The power of the mind within the healing process is hugely influential and of considerable significance. I have helped myself, and others, in terms of utilising these powers, to make recovery quicker, more straightforward, simpler, sometimes easier even.
In my own case I found out the hard way that I could also hinder the process, through mindset, attitude, emotional paint chucking, presuppositions and by bracing rather than embracing.
Part of healing involves pain, and it is the pain that we characterise but don’t always get to really know. When pain is unbearable, rather like in life, we often reach for medication.

“Quit yo Jibber-Jabber! Yo pathetic! You need to meet my friend, PAIN” shouts Mr T as he throws some Snickers bars at a “injured” footballer - and we all laugh.

Strangely though, getting to know “my friend PAIN” is something we rarely do – yet when we do we heal better and faster. 

A few weeks ago I sat in the back of someone’s car on the way to a rugby match, in a very cold and uncomfortable sweat of shock as I was hit by symptoms of a kidney stone movement.

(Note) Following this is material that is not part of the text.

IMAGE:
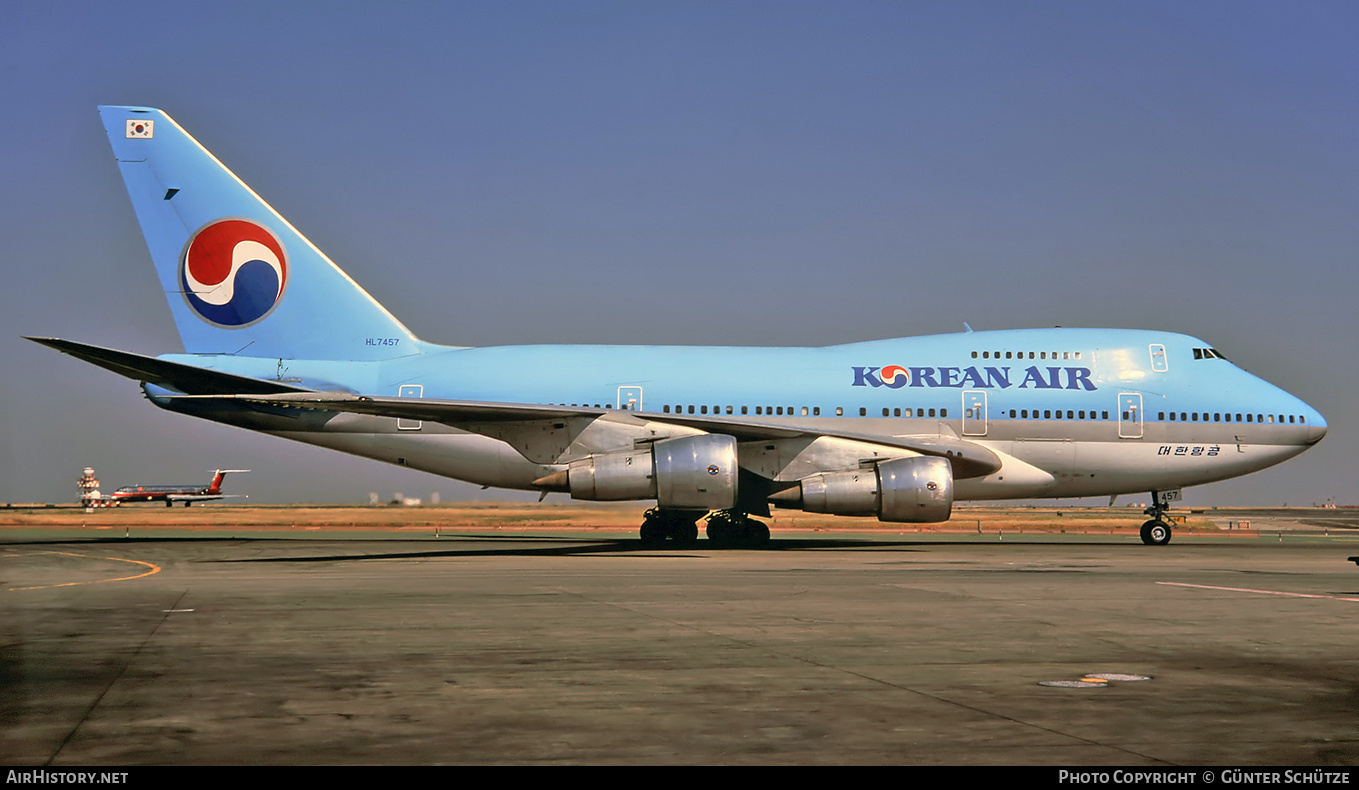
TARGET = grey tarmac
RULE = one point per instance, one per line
(576, 649)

Yes there were some thoughts passing through that asked, “How much can I bear without medication?” Oddly enough, I found out the answer – and it was rather like the answer the previous time – and it was rather like the answer when I tore my calf. “I can bear just enough in order to get mentally familiar with this pain for one purpose only – to speed up my healing.”

Oiling the Squeaky Gait

I had a number of visits to make yesterday which involved a bit of walking. Now, my current state of recuperation from the torn calf involves some slight adjustments to the way I’m walking, whereby the foot on my injured leg makes a slightly different type of contact with the ground. It alters the way I am “carrying myself” – my gait is imperfect in comparison to my gait before the torn calf.

Within the round of visits I had fallen up some stairs, gone over sideways and tripped on my “good” foot, and wobbled and collided with a couple of walls.

Now, I could have had the disposition that took me down the road of judging this set of actions badly. There could have been an inner mental chorus singing these words ...
“What’s happening to me? This is really beginning to affect me. Perhaps there’s a lot more wrong with me? I’m feeling broken and nothing is getting better.”

Ever watched a drunk walk into a lamppost? He doesn’t feel a thing – he talks to the lamppost, perhaps berating it, or apologising. There’s no mental chorus singing inside his head – the lights are on but there’s no one home. This was not me – yet neither was my choir in full flow.

This was not my disposition. I knew I just needed to oil the squeaky gait.
I was merely walking in a slightly different and temporary way due to my recovery from injury, due to healing taking place. These adjustments were affecting my other foot and the smoothness of my normal movement is temporarily impaired. Nothing more - nothing less.

3 in 1 or WD40

There are many times when we might find ourselves faced with having to carry an injured calf from one field of our lives to another. When we find the gate between those fields has grown rusty or daubed with dried up old emotional paint and not likely to move well on its hinges, then the journey is going to be delayed as we lower the calf to the ground and examine the state of the gate. The best solution to deal with all the echoes of can’t that are then piling up around us, is to have a can of 3 in 1 oil or WD40 near at hand.

Whatever walk of life we are in, ultimately we are all responsible for ourselves. So make sure you are always prepared to carry the can.